Decentralized Adaptive NN Output-Feedback Fault Compensation Control of Nonlinear Switched Large-Scale Systems With Actuator Dead-Zones

Abstract

The problem of adaptive decentralized fault-tolerant control is investigated in this paper for the pure-feedback nonlinear switched large-scale systems. The considered systems possess the unknown compounded nonlinearities (unknown nonlinear functions, unknown interconnected terms, unknown nonlinear function faults, and unknown actuator dead-zone nonlinearity). The radial basis function neural networks are utilized for identifying the unknown compounded nonlinear functions so that the problems of unknown nonlinearities can be solved. A switched neural networks ${k}$ -filter observer is constructed to estimate the unmeasurable states, deal with the unknown actuator dead-zone nonlinearity and compensate the nonlinear function faults simultaneously.

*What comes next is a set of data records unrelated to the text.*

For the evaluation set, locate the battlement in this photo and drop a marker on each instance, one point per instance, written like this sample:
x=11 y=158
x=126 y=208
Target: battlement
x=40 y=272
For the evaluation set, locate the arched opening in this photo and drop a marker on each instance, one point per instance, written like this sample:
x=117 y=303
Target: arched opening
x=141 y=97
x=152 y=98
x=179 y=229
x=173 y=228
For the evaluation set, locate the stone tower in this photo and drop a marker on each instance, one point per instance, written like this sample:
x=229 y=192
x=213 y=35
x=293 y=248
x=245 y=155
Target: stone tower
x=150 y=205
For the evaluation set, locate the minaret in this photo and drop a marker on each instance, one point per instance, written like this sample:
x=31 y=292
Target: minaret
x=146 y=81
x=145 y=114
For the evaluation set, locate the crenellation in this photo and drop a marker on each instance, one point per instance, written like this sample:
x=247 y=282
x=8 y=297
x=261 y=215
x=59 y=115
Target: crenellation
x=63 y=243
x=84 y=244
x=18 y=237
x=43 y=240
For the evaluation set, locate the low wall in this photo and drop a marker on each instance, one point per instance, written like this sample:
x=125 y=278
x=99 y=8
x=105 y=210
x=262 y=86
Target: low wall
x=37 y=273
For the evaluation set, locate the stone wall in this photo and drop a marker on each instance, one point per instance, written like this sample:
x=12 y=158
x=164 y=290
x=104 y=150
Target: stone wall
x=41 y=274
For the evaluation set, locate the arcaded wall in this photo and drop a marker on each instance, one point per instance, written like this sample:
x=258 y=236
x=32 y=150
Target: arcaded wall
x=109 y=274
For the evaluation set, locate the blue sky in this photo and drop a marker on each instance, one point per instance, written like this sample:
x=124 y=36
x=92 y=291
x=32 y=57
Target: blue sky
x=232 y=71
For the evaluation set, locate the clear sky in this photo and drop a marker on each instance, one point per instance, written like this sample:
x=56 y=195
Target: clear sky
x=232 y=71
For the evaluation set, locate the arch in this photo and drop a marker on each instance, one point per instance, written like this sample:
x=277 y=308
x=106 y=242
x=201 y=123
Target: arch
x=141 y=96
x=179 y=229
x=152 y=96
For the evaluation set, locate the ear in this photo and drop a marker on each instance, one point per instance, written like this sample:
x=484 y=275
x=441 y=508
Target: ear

Then, by combining the average dwell time theory, adaptive decentralized control method, and under the framework of backstepping design, an adaptive output-feedback fault compensation control method is presented. Under the certain assumptions, the stability of the closed-loop system is proved by use of Lyapunov function stability theory. Finally, the applicability of the proposed controller is well carried out by a double-inverted-pendulums simulation example.